Santa Maria Foodservice also expects chimichurri, an Argentine blend of parsley, garlic, olive oil, oregano and red wine vinegar, to make a breakthrough this year. "We know younger consumers (under 45) are more likely to choose spicier lunch options than their older counterparts, and ‘five-a-day eaters' – consumers who tend to avoid meat in favour of vegetables for weekday lunches – are particularly keen, with 41% enjoying a spicier lunch," says Simon Solway, country manager out of home, UK and Ireland, Santa Maria Foodservice.
Healthy and vegan
There's still plenty of demand for healthier options, and a couple of interesting contenders are emerging. The recently relaunched Tanya's Just Real is a selection of sauces that aim to replicate the benefits of home-cooked food. The six-strong range includes Cucumber Blunder, a combination of Japanese and Malaysian flavours, and Fiery Fiasco, which mixes Thai and Spanish influences. All can be used hot to coat and cook or in a stir-fry, or cold as dips, condiments or dressings.

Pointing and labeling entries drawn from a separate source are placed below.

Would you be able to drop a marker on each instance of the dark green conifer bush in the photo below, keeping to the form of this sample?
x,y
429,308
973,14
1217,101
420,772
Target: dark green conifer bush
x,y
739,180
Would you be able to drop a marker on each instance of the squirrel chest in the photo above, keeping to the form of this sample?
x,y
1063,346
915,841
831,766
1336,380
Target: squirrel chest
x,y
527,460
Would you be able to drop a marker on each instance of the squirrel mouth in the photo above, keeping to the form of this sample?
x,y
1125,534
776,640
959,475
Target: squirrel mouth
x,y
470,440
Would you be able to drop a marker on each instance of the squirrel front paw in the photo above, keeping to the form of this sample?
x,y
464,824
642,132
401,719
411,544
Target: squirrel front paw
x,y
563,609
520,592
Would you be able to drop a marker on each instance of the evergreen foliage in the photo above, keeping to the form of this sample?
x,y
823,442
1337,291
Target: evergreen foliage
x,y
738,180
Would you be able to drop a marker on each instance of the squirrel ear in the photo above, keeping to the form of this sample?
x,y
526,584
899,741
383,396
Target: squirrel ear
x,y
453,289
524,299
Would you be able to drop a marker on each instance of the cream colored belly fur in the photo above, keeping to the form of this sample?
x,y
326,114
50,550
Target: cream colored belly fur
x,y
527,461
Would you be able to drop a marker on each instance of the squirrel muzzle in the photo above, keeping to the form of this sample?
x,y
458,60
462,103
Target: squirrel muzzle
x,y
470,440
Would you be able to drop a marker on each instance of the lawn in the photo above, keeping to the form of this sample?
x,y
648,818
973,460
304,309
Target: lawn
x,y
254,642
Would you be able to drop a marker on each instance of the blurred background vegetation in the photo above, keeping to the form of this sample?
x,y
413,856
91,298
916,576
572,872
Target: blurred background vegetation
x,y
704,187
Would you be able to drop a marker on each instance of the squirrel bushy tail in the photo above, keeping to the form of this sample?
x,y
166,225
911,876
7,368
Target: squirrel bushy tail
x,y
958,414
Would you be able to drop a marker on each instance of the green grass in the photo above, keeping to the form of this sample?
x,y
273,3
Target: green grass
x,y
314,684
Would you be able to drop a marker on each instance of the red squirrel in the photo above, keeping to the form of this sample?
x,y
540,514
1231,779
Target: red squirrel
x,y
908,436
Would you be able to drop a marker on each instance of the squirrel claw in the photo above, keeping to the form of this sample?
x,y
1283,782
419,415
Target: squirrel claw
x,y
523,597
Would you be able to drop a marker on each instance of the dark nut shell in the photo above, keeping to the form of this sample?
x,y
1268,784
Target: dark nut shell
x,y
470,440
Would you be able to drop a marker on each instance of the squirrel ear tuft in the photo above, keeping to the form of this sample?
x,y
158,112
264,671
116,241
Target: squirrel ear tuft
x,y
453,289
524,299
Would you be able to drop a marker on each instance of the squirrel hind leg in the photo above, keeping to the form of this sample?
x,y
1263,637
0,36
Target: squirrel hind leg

"In essence we are offering cooking from scratch in a bottle," says founder and owner Tanya Robertson-Lambert. "Our products are 70% and above fresh veg, herbs and fruit, cold pressed, not heated. There's no added salt, no refined sugar, no preservatives, no chemicals, no manufactured gums or acids, they're never pasteurised and naturally they're vegan."
Also filling the gap for vegan sauces is Follow Your Heart Vegenaise, which offers both a sriracha and a chipotle variety and a horseradish sauce in its extensive collection of vegan mayos. Britain's spice revolution, it seems, is just hotting up.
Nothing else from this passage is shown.